Daniel Therkelsen, Campaigner, Coal Action Network: “The Welsh Government has said their position is ‘clear’, that ‘they want to bring a managed end to the extraction and use of coal’—but their jigsaw of policies on coal is as clear as the coal dust that continues to plague communities living around mines in South Wales, ban new coal mines and extensions and be done with it. Nothing about a ban would prevent access by the Coal Authority to address safety issues.”.
Overview and key facts on Glan Lash opencast coal mine extension application. The extension application was to extract a further 95,038 tonnes of coal (more than the original coal mine, licenced for just 92,500 tonnes).
Key Welsh Government policies relating to coal extraction include:
Planning Policy Wales (Edition 11) s.5.10.14 “Proposals for opencast, deep-mine development or colliery spoil disposal should not be permitted. Should, in wholly exceptional circumstances, proposals be put forward they would clearly need to demonstrate why they are needed in the context of climate change emissions reductions targets and for reasons of national energy security.”
Minerals Technical Advice Note 2: Coal “Government policies and planning guidance on the provision of coal have previously been set out in Mineral Planning Guidance Note 3 (MPG3) published in 1994 for England and Wales. MPG 3 (1994), apart from the Annexes, was cancelled by MPPW. This MTAN supersedes the 1994 Annexes, which are hereby cancelled… This coal MTAN sets out how impacts should be assessed and what mitigation measures should be adopted, and seeks to identify the environmental and social costs of coal operations so that they are properly met by the operator.”

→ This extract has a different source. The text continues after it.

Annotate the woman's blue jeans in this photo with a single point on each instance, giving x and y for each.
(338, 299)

Coal policy statement, 22 March 2021: “The opening of new coal mines or the extension of existing coaling operations in Wales would add to the global supply of coal, having a significant effect on Wales’ and the UK’s legally binding carbon budgets as well as international efforts to limit the impact of climate change. Therefore, Welsh Ministers do not intend to authorise new Coal Authority mining operation licences or variations to existing licences. Coal licences may be needed in wholly exceptional circumstances and each application will be decided on its own merits, but the presumption will always be against coal extraction.”